I’ve been meaning to blog for a while now, but haven’t had a chance to sit down and get my thoughts together. I was just inspired by a friend's blog on sorrow to write a blog of my own. So I stopped to think about I’ve been doing since I heard the words, “You are cancer-free”.
What have I been doing? I’ve been grieving.
About a week out of isolation, I was reminded by my doctor and also a therapist that my body and soul just had a traumatic experience. That it is going to take time to get my energy back which requires me to rest…a lot. I just rested for 7 straight days in isolation and without my family. Wasn’t that enough? I’m ready to MOVE ON. To be a mom, a wife, a friend. I’m ready to take care of myself and other people. I can’t. Physically and emotionally, I can’t….at least not right now. That is something I thought I would never have to say and it has depressed me to no end. I had in my mind that after radiation this will all be over and I can go on with my life, keep living my dream, and go after new dreams. I was ready and eager. Two days out of isolation I ended up in the ER because I’m NOT ready…my body and soul needs time to recover. Time that is precious to me as I would know.
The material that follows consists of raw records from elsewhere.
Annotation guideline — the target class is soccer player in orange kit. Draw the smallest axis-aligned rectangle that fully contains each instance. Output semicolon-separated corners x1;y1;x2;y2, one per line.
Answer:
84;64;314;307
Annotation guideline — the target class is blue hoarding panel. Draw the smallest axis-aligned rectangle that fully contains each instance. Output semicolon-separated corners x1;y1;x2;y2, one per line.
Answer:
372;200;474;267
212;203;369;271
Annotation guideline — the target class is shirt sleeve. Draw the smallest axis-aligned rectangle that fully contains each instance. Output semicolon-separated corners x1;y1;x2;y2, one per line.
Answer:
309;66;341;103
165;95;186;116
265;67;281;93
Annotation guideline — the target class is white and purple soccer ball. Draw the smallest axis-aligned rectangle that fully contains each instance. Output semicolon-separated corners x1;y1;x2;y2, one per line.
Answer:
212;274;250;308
For the last month I have bathed in the sorrow of the last year. What a crappy crappy year! Although there were some huge blessings from the year (like the birth of my son!!) all I could think about was the horrible things I had to go through. I became very sad and angry. I cried all the time, I was mean to my family, and just wanted to be alone…for days. It was my time to grieve.
“Unlike the rest of painful human experience, grief is the one that heals all the others. It is the most important pain there is. This is why God calls us to enter into it voluntarily. It heals. It restores. It changes things that have gone bad. It is the only place where we get comforted when things have gone wrong. So God tells us, "Go there."
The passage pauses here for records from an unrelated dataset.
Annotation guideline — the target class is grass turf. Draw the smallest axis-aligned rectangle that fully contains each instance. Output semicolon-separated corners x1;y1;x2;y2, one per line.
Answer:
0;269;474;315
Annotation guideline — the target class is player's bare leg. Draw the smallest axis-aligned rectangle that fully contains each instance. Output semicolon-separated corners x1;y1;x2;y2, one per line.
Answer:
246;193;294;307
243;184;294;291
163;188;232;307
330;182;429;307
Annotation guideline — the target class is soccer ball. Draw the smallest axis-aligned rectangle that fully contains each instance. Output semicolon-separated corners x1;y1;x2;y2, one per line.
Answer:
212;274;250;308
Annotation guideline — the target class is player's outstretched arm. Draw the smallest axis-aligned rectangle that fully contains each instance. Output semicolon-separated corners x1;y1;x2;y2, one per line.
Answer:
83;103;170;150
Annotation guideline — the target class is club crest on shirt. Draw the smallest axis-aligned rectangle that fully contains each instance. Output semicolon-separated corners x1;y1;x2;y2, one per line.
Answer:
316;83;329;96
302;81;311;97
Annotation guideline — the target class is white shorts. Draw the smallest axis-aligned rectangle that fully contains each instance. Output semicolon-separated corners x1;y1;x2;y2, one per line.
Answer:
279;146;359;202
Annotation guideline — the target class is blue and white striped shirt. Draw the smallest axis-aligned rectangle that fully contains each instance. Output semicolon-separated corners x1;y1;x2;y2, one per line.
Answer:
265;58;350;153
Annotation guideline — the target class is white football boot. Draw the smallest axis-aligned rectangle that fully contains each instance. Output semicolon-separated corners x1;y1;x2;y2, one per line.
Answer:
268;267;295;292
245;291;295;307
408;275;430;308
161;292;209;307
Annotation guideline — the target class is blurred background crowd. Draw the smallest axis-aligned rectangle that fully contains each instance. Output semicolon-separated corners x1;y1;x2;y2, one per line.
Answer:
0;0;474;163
I am so blessed by a family full of grace and understanding. Over the holidays I had a lot of time to rest, to be alone, and to be down in the dumps while at home in NC. My family took care of me and my kids, and just loved me the way I was. I was afraid to go back home to Nashville, where I would be alone with the kids while Asher is at work, and back in our routine. A routine I am not physically or emotionally able to jump back into. On the drive back home, God solved that problem. My cousin flew in the next day to help me for a week and then my dear friend Melissa moved in for the rest of the month to help.
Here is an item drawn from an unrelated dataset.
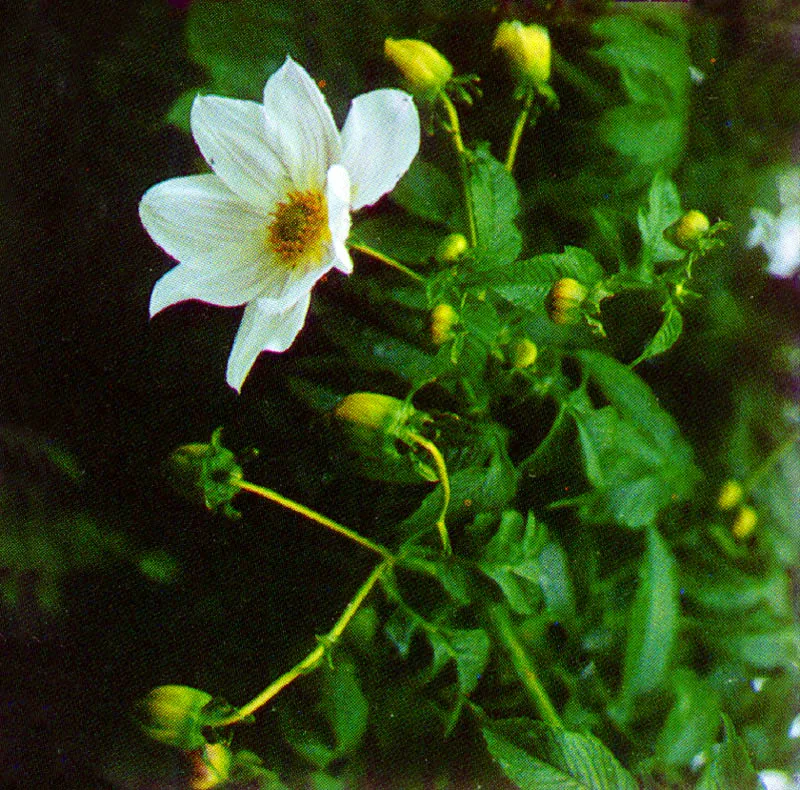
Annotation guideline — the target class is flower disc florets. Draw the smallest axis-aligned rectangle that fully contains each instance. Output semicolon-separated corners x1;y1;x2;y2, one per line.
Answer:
139;58;419;390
Since I’ve been back home, I’ve been able to reflect on what God has been teaching me through this time of suffering. He has brought out a lot of things in me that I’ve been hiding from. Character flaws so to speak. ;) Things that I have made my new year resolution to overcome. God has given me courage and strength to believe I can overcome these things. Most of all God has taught me patience. I still have a long ways to go to learn how patience works, but I’m ready to embrace it and just take one day at a time.
So, I've been learning to let today take care of itself. I really want to charge headlong into tomorrow and start doing all that I want to do. I want to run the Country Music 1/2 Marathon. I want to plan my next trip to Africa. I want to work on my "project." and while these are all great things, I will wait. I will rest and listen and let the Lord call me to what He has for me.